Monica He, director of international affairs at the Maryland-based trade group Biotechnology Innovation Organization, or BIO, said China is becoming a land of opportunity for biomedical companies and research institutions around the globe, but there are still lingering concerns about some of its policies.

“While recent regulatory policy reforms in China are expected to create enormous opportunities for global firms, it remains a complicated market for emerging biotech companies and multinational corporations alike,” He said. “China has proposed a series of policies to improve their innovation environment; when implemented they must provide a level playing field for domestic and foreign companies alike.”

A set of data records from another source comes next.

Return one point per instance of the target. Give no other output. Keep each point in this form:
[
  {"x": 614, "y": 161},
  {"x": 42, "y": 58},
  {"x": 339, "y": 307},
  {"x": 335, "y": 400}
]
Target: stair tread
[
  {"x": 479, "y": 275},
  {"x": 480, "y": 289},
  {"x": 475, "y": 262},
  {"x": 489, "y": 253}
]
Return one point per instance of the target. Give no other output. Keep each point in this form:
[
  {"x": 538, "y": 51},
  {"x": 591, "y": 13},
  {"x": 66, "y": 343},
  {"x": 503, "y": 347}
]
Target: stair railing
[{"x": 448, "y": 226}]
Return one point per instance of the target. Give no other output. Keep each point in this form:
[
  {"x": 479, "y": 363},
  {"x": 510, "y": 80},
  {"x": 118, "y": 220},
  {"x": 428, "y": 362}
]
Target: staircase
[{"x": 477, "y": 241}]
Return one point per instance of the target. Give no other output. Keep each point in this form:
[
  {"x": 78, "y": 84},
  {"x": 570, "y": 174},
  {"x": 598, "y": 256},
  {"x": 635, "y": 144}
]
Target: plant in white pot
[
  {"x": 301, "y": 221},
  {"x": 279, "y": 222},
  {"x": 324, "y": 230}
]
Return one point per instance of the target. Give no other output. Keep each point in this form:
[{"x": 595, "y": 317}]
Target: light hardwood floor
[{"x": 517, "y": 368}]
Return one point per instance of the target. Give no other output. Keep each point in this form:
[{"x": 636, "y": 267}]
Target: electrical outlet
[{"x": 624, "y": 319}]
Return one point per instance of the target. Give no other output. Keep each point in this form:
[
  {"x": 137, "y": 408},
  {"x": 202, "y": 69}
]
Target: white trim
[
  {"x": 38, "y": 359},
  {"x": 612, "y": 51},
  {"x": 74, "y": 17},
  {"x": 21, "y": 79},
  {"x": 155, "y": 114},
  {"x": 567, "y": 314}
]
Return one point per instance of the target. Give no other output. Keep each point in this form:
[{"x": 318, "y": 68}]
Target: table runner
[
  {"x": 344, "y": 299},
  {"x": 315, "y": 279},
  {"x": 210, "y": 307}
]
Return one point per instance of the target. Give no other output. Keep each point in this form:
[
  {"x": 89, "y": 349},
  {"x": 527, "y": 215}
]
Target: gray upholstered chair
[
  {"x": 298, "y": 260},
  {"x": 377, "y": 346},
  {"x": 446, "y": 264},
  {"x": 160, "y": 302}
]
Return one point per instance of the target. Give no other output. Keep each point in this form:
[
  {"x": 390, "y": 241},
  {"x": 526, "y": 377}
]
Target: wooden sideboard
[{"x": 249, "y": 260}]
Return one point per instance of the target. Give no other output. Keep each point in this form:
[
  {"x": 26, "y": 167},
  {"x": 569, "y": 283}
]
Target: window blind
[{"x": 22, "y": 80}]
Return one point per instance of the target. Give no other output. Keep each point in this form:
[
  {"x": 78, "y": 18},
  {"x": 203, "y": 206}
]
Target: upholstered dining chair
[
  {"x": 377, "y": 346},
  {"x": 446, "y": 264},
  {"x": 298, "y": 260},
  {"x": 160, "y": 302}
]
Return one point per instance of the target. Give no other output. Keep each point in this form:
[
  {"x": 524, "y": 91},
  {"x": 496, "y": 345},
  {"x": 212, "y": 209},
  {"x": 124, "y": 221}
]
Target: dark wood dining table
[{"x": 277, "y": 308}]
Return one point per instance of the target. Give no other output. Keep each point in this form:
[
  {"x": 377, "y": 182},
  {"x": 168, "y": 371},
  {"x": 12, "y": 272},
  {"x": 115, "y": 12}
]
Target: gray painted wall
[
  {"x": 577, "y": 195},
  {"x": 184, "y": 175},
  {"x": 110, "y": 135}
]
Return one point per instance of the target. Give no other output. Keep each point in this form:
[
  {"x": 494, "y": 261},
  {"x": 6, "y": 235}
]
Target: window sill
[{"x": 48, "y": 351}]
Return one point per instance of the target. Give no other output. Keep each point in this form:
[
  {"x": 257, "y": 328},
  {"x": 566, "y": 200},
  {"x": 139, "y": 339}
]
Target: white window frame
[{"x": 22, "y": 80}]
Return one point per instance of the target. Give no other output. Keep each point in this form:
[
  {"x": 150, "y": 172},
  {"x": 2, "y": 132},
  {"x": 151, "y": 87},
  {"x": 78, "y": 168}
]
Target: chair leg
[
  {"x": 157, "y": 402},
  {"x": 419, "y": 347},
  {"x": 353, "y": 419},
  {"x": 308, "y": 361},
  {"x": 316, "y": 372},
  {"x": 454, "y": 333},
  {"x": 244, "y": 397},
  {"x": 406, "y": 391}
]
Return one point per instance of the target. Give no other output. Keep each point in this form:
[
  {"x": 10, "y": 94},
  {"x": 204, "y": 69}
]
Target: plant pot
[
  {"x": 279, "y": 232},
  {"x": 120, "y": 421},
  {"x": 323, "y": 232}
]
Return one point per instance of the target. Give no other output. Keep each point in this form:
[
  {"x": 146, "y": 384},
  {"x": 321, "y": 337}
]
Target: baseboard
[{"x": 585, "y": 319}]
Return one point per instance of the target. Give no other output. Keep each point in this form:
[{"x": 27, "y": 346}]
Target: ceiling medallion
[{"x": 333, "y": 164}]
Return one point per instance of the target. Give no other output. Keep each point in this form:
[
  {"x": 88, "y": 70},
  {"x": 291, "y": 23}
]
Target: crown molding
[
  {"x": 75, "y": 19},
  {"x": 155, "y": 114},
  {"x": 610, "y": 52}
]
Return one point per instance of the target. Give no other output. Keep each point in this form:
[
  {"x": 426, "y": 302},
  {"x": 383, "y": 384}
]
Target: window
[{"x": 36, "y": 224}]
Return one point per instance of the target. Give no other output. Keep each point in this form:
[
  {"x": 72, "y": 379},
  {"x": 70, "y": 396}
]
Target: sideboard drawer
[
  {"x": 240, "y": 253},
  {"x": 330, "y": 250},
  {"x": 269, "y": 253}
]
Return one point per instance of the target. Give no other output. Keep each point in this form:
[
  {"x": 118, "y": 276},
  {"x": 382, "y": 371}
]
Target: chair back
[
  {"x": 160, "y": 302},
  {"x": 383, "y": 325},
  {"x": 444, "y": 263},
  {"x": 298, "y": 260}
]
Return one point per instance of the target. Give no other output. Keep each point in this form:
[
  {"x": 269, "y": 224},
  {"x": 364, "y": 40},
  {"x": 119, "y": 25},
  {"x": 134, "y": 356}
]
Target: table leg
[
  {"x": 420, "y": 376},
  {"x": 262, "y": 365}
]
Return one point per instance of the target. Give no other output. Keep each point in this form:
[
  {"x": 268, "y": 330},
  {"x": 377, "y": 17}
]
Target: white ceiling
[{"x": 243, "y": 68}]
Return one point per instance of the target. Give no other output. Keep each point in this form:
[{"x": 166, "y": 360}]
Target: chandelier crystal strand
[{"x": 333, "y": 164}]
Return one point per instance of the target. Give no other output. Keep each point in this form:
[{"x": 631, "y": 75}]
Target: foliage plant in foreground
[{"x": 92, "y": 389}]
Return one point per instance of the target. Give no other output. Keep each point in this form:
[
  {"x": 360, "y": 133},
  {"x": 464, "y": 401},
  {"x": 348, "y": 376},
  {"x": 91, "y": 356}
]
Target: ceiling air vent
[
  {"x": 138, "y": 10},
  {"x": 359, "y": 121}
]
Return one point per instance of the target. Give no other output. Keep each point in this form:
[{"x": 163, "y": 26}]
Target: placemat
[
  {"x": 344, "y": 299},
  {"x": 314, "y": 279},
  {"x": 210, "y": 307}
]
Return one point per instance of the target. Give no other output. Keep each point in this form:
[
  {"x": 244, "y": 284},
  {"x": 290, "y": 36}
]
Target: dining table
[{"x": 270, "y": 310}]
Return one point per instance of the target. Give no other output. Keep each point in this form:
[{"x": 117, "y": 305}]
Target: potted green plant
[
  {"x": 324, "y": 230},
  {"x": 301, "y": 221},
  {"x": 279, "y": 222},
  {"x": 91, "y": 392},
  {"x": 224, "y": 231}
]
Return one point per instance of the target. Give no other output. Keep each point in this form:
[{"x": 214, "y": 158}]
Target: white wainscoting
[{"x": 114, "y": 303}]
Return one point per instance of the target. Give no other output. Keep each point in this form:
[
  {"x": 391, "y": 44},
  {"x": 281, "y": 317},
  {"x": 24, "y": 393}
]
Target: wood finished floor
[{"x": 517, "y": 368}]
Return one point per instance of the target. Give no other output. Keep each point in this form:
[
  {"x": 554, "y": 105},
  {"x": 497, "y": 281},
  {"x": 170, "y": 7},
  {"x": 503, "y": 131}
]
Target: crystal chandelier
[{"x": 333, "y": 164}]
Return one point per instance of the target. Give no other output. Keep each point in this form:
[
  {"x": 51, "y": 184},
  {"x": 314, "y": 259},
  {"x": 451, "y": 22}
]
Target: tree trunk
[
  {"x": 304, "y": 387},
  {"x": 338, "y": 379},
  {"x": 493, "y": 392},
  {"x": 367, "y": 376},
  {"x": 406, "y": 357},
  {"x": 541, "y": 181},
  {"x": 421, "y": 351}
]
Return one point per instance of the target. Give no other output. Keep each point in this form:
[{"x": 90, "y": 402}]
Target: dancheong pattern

In 2018, BIO requested that the Office of the U.S. Trade Representative place China on a “watch list” for its failure to adequately protect foreign-derived biomedical innovations such as patented drugs. It also criticized Chinese officials for their failure to adequately crack down on sales of counterfeit or substandard medications.

Jackson Lab already has accused one Chinese university of illegally breeding and reselling strains of mice that the lab developed. Filed in 2017 against Nanjing University, a Jackson Lab mice customer since 2002, the lawsuit has since been referred to arbitration.

Miller said Jackson Lab sells its mice all over the world, and protecting intellectual property is just as much of a concern in other countries as it is in China. He said Jackson Lab is committed to expanding its activities in China because “that’s where the next generation of breakthroughs will occur.”

“There’s a lot of innovation that’s happening in China, and we want to be a part of it,” Miller said.